If a shareholder is represented by proxy, a written, dated proxy for the representative must be issued. A proxy form is available on the company’s website, www.ambea.se. If the proxy is issued by a legal entity, a certificate of registration or equivalent certificate of authority should be enclosed. To facilitate the registration at the General Meeting, the proxy and the certificate of registration or equivalent certificate of authority should be sent to the company as set out above so that it is received no later than 11 May 2026.
Participation by advance voting
A shareholder who wishes to participate in the Annual General Meeting by advance voting must
(i)be recorded in the share register maintained by Euroclear Sweden AB relating to the circumstances on 4 May 2026, and
(ii)notify its intention to participate in the General Meeting no later than 6 May 2026, by casting its advance vote in accordance with the instructions below so that the advance vote is received by Computershare AB no later than on that day.
A shareholder who wishes to participate in the Annual General Meeting at the venue in person or represented by a proxy must give notice thereof in accordance with what is set out under Participation in the Annual General Meeting at the venue above. This means that a notification by advance vote is not sufficient for a person who wishes to participate at the venue.
A special form shall be used when advance voting. The advance voting form is available on the company’s website, www.ambea.se. A completed and signed form may be submitted by post to Computershare AB, “Ambeas årsstämma”, Box 149, SE-182 12 Danderyd, Sweden or via e-mail to proxy@computershare.se. Shareholders may also submit advance votes electronically through BankID verification in accordance with instructions on the company’s website, www.ambea.se/investerare. The completed form shall be received by Computershare AB not later than 6 May 2026. The shareholder may not provide special instructions or conditions in the voting form. If so, the vote (i.e. the advance vote in its entirety) is invalid. Further instructions and conditions are included in the form for advance voting.
If a shareholder votes by proxy, a written and dated proxy shall be enclosed to the advance voting form. Proxy forms are available on the company’s website, www.ambea.se. If the shareholder is a legal entity, a certificate of incorporation or an equivalent certificate of authority should be enclosed.
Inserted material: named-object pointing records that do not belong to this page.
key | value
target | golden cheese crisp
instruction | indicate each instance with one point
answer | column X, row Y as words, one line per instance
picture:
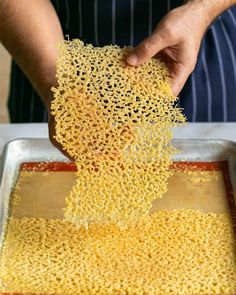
column 171, row 252
column 116, row 121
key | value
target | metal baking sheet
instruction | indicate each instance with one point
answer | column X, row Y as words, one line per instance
column 41, row 150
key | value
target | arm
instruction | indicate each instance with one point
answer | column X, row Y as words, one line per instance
column 178, row 36
column 30, row 30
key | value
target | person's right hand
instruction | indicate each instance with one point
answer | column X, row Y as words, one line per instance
column 176, row 39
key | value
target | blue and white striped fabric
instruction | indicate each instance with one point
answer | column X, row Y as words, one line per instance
column 210, row 92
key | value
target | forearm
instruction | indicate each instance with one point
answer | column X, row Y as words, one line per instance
column 210, row 8
column 30, row 30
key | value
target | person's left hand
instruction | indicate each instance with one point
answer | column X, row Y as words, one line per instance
column 176, row 40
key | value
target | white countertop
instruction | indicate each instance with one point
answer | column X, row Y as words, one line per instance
column 191, row 131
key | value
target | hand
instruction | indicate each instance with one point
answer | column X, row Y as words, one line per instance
column 176, row 40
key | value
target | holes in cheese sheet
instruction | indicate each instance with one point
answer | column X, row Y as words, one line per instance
column 170, row 252
column 115, row 121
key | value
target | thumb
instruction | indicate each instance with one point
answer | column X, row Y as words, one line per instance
column 148, row 48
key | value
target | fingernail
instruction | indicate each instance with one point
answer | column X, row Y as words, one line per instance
column 132, row 60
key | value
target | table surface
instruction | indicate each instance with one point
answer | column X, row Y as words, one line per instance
column 225, row 131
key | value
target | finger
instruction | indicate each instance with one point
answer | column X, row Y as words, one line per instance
column 146, row 49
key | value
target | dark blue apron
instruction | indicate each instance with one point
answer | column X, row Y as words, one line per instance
column 210, row 92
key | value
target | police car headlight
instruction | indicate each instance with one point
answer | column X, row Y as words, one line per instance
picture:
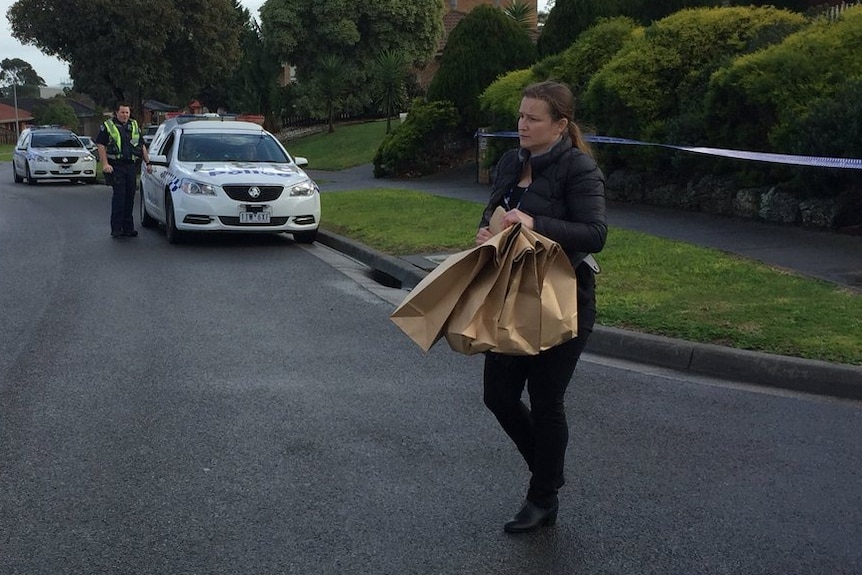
column 194, row 188
column 306, row 188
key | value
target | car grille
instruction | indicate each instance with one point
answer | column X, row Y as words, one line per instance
column 64, row 159
column 234, row 221
column 241, row 193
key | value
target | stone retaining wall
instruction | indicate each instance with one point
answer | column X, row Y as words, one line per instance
column 720, row 195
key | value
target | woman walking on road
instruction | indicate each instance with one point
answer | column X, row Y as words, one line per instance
column 552, row 185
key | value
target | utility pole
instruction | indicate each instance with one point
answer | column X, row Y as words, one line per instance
column 17, row 123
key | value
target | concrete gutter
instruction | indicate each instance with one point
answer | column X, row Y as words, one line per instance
column 791, row 373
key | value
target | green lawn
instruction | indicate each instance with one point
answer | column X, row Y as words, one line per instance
column 349, row 145
column 647, row 284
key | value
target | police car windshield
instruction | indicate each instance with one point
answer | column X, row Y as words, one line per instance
column 55, row 141
column 221, row 147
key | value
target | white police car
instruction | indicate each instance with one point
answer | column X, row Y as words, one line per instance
column 50, row 153
column 218, row 174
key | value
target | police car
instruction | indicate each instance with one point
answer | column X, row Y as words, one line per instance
column 48, row 153
column 214, row 173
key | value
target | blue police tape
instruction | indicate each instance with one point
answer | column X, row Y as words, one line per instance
column 820, row 162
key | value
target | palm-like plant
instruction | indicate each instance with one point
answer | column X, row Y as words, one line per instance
column 520, row 12
column 331, row 81
column 390, row 70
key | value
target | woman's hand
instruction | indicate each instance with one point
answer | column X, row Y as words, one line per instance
column 512, row 217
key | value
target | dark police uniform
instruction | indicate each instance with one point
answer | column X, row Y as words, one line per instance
column 124, row 160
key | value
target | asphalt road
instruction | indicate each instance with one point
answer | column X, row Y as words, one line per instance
column 244, row 405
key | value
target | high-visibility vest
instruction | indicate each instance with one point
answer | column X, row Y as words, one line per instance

If a shareholder has voted in advance and then attends the Annual General Meeting in person or through a proxy, the advance vote is still valid except to the extent the shareholder participates in a voting procedure at the General Meeting or otherwise withdraws its casted advance vote. If the shareholder chooses to participate in a voting at the General Meeting, the vote cast will replace the advance vote with regard to the relevant item on the agenda.
Nominee-registered shares
To be entitled to participate in the Annual General Meeting, a shareholder whose shares are held in the name of a nominee must, in addition to providing notification of participation, register its shares in its own name so that the shareholder is recorded in the share register relating to the circumstances on 4 May 2026. Such registration may be temporary (so-called voting right registration) and is requested from the nominee in accordance with the nominee’s procedures and in such time in advance as the nominee determines. Voting right registrations completed by the nominee not later than 6 May 2026 will be taken into account when preparing the register of shareholders.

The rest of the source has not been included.